Mercury head coach Sandy Brondello got right to the point when discussing Phoenix’s 3-1 loss in the WNBA Finals.

In a season where they achieved almost everything they set out to accomplish, it wasn’t all gravy for the star-studded roster.

“I’m probably the only person in WNBA history that had a fractured sternum in a game, so I would like to say that was bad luck in a lot of ways,” superstar guard Diana Taurasi said. “I haven’t rolled an ankle since high school…injuries happen. If you play enough basketball, they’re gonna happen.”

Even the unconventional obstacles couldn’t slow this group down.

“I’m just as proud to be on this team as on those championship teams,” Taurasi said. “For everyone to be able to collectively do what we did in that playoff run…I’ve never really seen a team fight this hard, ever.”

High praise from the three-time champion who fans just voted to be the greatest WNBA player of all time.

Coming off a year where Taurasi was an All-Star for the first time since 2018, averaging just above 15 points per contest to go along with almost five assists and four boards a game, the question of the off-season remains: will she return for one more run?

“I feel like I’ve been at the end of it for a while now,” Taurasi said. “This’ll be an ongoing dialogue for the next eight months. When you have a lot of time to think about basketball and your future, a lot of thoughts go through your mind, but we’ll see where it goes.”

Brondello is used to seeing Taurasi torch team after team and doesn’t expect that to change if she returns.

“She’s got another year in her, definitely,” Brondello said. “Her ability to go out there and perform the way she did, hopefully that’ll motivate her to go one more year. She’s the leader of the pack…I’ll support Diana in whatever she decides.”

Key role players like Sophie Cunningham and Kia Nurse are free agents with big decisions themselves after solid campaigns with the Mercury.

Cunningham was a crucial presence on the perimeter, shooting over 40% from distance while Nurse was the perfect fourth option next to Phoenix’s ‘Big 3’ at nearly 10 points per game.

Nurse has quite the mountain to climb for next season, though, as she heads into surgery to repair her torn ACL in a week.

“She’s been great for us,” Brondello said. “It would be great to bring her back and get her healthy again. She just fits nicely into the team that we have.”

A pair of players the franchise knows will be back happens to be on the All-WNBA First Team.

Skylar Diggins-Smith re-asserted herself as one of the game’s top guards while Brittney Griner continues to reach new heights as the most dominant force in the league.

“We’re getting there,” Griner said. “Before it’s all said and done, I’d love to get that (MVP). If I’m getting MVP, that means I’m doing everything I can for my team.”

Griner was the WNBA leader in blocks per game at almost two while clocking in more than 20 points and just under 10 rebounds per contest.
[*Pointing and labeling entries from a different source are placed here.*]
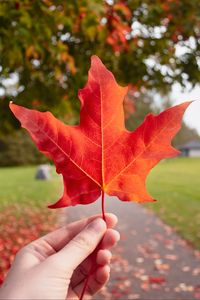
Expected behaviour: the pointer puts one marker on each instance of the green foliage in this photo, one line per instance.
(19, 187)
(18, 149)
(175, 184)
(48, 45)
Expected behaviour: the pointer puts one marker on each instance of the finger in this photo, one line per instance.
(110, 239)
(103, 257)
(56, 240)
(80, 247)
(95, 283)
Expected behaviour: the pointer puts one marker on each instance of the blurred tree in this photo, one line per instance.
(45, 48)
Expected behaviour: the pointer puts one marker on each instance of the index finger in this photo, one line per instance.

“That was a pretty special year by her,” Brondello said. “It’s the best she’s played and she plays great every year but that was by far the best. How calm she was handling all the different situations, especially when Diana was out. Sky and BG knew they had to step up for this team.”

Regardless of what happens this offseason, Griner is staying optimistic.

“The core of this team is strong,” Griner said. “We don’t want to see ‘D’ go. Haven’t heard anything so planning on seeing her right there with the bun at center court when it’s time to start training camp.”

As the squad recharges from another deep postseason run, the fans will need to have patience until there’s a clearer picture of what the roster will look like for the championship quest in 2022.